La respiración de Heath no tardó en acelerarse.

– Me parece… -dijo con voz ahogada- que no me va a costar recuperarme tanto como pensaba.

Ella le restregó los labios por el abdomen.

– Supongo que no puedes tener razón en todo.

Y eso fue lo último que dijo cualquiera de los dos en mucho, mucho rato.

Finalmente, él se quedó dormido, y ella pudo irse inadvertidamente a su habitación. Al acurrucarse en su almohada, no pudo ya ocultarse la realidad de lo que había hecho. Heath había afrontado el hacerle el amor con el mismo celo adictivo con que hacía todo lo demás, y, en el proceso, ella se enamoró un poco más de él.

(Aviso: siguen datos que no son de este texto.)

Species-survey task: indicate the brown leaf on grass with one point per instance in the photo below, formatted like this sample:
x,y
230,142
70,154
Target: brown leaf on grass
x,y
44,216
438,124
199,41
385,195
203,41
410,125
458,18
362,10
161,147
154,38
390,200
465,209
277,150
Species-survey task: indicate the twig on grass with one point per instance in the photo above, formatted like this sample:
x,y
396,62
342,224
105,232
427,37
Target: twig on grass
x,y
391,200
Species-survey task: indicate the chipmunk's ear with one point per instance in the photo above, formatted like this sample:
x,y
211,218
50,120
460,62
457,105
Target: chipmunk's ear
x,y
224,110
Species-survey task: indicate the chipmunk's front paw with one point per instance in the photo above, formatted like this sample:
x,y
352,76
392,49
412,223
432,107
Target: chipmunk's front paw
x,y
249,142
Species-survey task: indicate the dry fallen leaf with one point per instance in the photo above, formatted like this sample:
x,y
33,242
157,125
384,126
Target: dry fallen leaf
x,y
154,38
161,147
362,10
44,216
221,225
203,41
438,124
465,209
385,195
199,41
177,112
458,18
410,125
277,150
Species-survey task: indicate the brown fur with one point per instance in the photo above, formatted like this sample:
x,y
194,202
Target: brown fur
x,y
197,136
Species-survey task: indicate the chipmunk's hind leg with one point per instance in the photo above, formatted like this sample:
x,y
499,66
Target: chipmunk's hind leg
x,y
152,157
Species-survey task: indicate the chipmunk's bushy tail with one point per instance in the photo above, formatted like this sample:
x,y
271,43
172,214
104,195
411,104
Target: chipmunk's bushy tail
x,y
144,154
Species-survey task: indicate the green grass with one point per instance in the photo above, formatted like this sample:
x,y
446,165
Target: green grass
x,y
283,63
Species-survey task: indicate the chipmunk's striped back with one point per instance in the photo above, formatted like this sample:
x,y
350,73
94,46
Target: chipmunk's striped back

De la comisura de sus ojos rodaron lágrimas, pero no se las enjugó. En vez de ello, las dejó correr mientras ella se resituaba, reelaboraba, reestructuraba. Para cuando la venció el sueño, sabía inevitablemente lo que debía hacer.

***

Heath oyó a Annabelle entrar en su dormitorio, pero no se movió. Ahora que había satisfecho el ansia de su cuerpo, la condena de lo despreciable de sus actos le golpeó con dureza. Ella se preocupaba por él. Todo un mundo de emociones que él no quería reconocer le había estado contemplando esa noche desde aquellos dulces ojos color de miel. Ahora se sentía el mayor capullo del mundo.

Ella le había dicho que aquello equivalía a gestar el desastre, pero había construido su vida a base de arrollar controles de carretera, por lo que había ignorado la evidencia y atacado de frente. Aunque sabía de antemano que ella tenía razón, la deseaba, de modo que había tomado lo que quería sin importarle las consecuencias. Ahora que era demasiado tarde, asumió en toda su dimensión la magnitud del desastre que eso suponía para ella, en lo profesional y en lo personal. Ella había puesto en juego sus emociones -pudo verlo en su rostro-, y eso significaba que ya no podía volver a ocuparse de ser su casamentera.

Se volvió y dio un puñetazo a la almohada. ¿En qué demonios estaría pensando? No había pensado, ése era precisamente el problema. Se había limitado a reaccionar, y en el proceso de conseguir lo que quería, había hecho añicos los sueños de ella. Ahora debía compensarla.

Empezó a trazar un plan en su cabeza. Haría propaganda de su empresa y encontraría algunos clientes decentes que echarle al saco. Usaría su equipo de publicistas y sus contactos con los medios para darle buena prensa. La historia era buena: una casamentera de segunda generación que lleva la empresa obsoleta de su abuela al siglo XXI. Tendría que habérsele ocurrido a Annabelle, pero no pensaba con ambición.

Lo que no podía hacer era dejar que siguiera presentándole a otras mujeres. Eso le partiría el corazón. Desde un punto de vista egoísta, le disgustaba la idea de que ya no fuera a trabajar para él. Le gustaba tenerla cerca. Le hacía las cosas más fáciles… y él se lo había pagado jodiéndola, en sentido literal y figurado.

De tal palo, tal astilla: salía a su padre.

La desesperación que le embargó tenía algo de conocido y antiguo como el ruido de un portazo en una roulotte destartalada en mitad de la noche.